- Born: November 3, 1930 Shellbrook, Saskatchewan
- Died: December 20, 2007 (aged 74) Alberta
- Occupation: farmer & civil servant
- Parent(s): Edward LeRoy Bowerman and Laura Rosalee Anderson

= Ted Bowerman =

Canadian politician

George Reginald Anderson "Ted" Bowerman (November 3, 1930 - December 20, 2007) was a farmer, civil servant and political figure in Saskatchewan. He represented Shellbrook from 1967 to 1982 in the Legislative Assembly of Saskatchewan as a New Democratic Party (NDP) member.
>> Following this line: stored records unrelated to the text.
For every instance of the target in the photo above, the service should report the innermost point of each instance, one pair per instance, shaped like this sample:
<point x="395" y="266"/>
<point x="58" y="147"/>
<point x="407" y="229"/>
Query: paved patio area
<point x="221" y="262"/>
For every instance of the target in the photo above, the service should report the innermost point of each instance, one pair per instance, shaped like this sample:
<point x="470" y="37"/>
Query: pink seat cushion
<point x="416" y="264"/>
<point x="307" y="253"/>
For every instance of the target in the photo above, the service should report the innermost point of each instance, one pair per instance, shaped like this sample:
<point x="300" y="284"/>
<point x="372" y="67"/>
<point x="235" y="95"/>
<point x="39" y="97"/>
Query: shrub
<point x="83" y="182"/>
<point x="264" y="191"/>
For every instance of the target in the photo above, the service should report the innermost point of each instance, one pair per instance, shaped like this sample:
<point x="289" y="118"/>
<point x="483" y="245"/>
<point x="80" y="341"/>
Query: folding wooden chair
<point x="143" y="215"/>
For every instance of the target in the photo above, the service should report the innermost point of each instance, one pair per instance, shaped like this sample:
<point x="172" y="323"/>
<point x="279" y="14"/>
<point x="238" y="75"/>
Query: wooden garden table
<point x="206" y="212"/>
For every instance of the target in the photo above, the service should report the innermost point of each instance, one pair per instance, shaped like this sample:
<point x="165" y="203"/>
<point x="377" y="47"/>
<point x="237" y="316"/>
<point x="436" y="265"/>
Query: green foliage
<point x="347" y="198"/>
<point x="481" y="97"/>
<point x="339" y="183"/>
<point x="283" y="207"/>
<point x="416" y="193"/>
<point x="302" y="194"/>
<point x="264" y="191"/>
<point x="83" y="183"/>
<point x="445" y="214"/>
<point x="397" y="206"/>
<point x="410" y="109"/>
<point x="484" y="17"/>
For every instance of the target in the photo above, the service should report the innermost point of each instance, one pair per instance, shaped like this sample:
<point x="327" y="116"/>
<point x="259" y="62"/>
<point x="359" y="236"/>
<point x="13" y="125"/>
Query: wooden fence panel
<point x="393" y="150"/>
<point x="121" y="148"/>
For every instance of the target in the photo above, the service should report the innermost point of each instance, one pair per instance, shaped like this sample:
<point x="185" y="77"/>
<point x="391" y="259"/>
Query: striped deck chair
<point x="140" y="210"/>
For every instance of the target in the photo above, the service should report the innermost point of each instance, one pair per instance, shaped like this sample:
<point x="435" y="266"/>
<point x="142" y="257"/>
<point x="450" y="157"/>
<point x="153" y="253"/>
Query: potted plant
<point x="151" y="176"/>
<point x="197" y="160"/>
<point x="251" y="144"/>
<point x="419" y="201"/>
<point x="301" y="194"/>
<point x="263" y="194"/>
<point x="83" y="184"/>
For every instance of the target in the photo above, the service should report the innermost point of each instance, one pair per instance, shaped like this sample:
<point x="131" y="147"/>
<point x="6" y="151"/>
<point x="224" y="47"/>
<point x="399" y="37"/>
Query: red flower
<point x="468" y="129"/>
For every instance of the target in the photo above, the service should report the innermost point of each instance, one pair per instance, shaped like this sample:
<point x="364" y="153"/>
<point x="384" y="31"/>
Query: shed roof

He was born north of Shellbrook, Saskatchewan in 1930, the son of Edward LeRoy Bowerman and Laura Rosalee Anderson, and was educated in local schools and by taking correspondence courses. In 1959, Bowerman married Dagmar Alma Louise Christiansen. He farmed and was also employed in the Saskatchewan public service. Bowerman also served as chair of the Prince Albert Community Health Clinic Board. He served in the provincial cabinet as Minister responsible for Indians and Métis, as Minister of Mineral Resources, as Minister of Natural Resources and as Minister of Environment. Bowerman was defeated by Lloyd Muller when he ran for reelection to the Saskatchewan assembly in 1982 and again in 1986.

He died in a car crash in Alberta at the age of 77.